Plant description and extraction

The plants official name is Centella asiatica (L.) Urb and has been confirmed by using the plant list [34]. The English name is Tiger herb. C. asiatica leaves were dried and milled. Ethanol (200–350 ml) was added to milled plant material (10–30 g) and extracted overnight by shaking (4×g, 37 °C). Ethanol extracts were filtered, rotor evaporated, dried (37 °C) and stored (4 °C).

The 2, 2-diphenyl-1 picrylhydrazyl assay

CLE (0.05–0.8 mg/ml) and butylated hydroxytoluene (BHT) (60–300 μM) dilutions were prepared in methanol (99.5% and grade AR). A 50 μM DPPH solution was prepared from a stock solution of 0.135 mM DPPH in methanol. CLE, BHT dilutions and methanol (1 ml, triplicate tubes) were aliquoted into 15 ml polypropylene tubes, followed by the 50 μM DPPH solution (1 ml). Reaction mixtures were vortexed and incubated (room temperature (RT) for 30 min (min)) in the dark. Absorbance of samples was read at 517 nm using a Varine Cary 50 UV-visible spectrophotometer (McKinley Scientific, New Jersey, US).

Isolation of peripheral blood mononuclear cells

Buffy coats containing PBMC’s were obtained from the South African National Blood Service (2011/09). PBMC’s were extracted by differential centrifugation. Buffy coats (5 ml) were layered onto equivolume histopaque-1077 (5 ml) in 15 ml polypropylene tubes and centrifuged (400×g, 21 °C for 30 min). After centrifugation, the PBMC’s were transferred to sterile 15 ml polypropylene tubes, phosphate buffered saline (PBS) was added (0.1 M, 10 ml) and tubes were centrifuged (400×g, 21 °C, 15 min).
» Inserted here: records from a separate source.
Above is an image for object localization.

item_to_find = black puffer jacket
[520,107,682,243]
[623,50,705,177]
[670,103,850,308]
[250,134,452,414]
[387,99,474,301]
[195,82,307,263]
Cell density of isolated PBMC’s was adjusted (1 × 106 cells/ml) using the trypan blue exclusion test and cryo-preserved (10% FCS, 10% DMSO) using a NELGENE cryo freezing container and stored at −80 °C.

Tissue culture

THP-1 cells were grown in the appropriate tissue culture conditions in a 75 cm3 tissue culture flask (37 °C, 5% CO2). The growth media comprised of RPMI-1640, FCS (10%) and PS (2%). Cells were thawed, seeded into a 75 cm3 tissue culture flask at a concentration of 3 × 105 cells/ml and incubated (37 °C, 5% CO2). THP-1 cells were allowed to grow for 2–3 days before the cells were centrifuged (162×g, 10 min) and re-suspended in fresh growth media. The number of cells should not exceed 8 × 105 cells/ml, therefore the cells/ml was quantified daily by trypan blue staining. Once the cell count reached 8 × 105 cells/ml the THP-1 cells were split/ diluted to 3 × 105 cells/ml with media and incubated. Subsequent experiments were conducted once the cell numbers were sufficient.

Cell viability assay

Cytotoxicity of CLE in PBMC’s and THP-1 cells was measured using the WST-1 assay (Roche, Johannesburg, SA). PBMC and THP-1 cells (10,000 cells/well, 96-well plate, in triplicate wells) were stimulated with LPS (20 μg/ml, 37 °C, 5% CO2, 4 h (h)) before exposure to CLE (0.05–0.8 mg/ml) for 24 and 72 h (37 °C, 5% CO2). Similarly, controls received media containing DMSO (0.2%). Thereafter, plates were centrifuged (162×g, 10 min), supernatant removed, cell pellets re-suspended in growth media (100 μl/well), WST-1 reagent (10 μl/well) added and plates incubated (37 °C, 5%, CO2, 3 h). Optical density was measured at 450 nm (620 nm reference wavelength) with a BIO-TEK μQuant spectrophotometer (Analytical and Diagnostic Products, SA). This experiment was conducted independently on three occasions.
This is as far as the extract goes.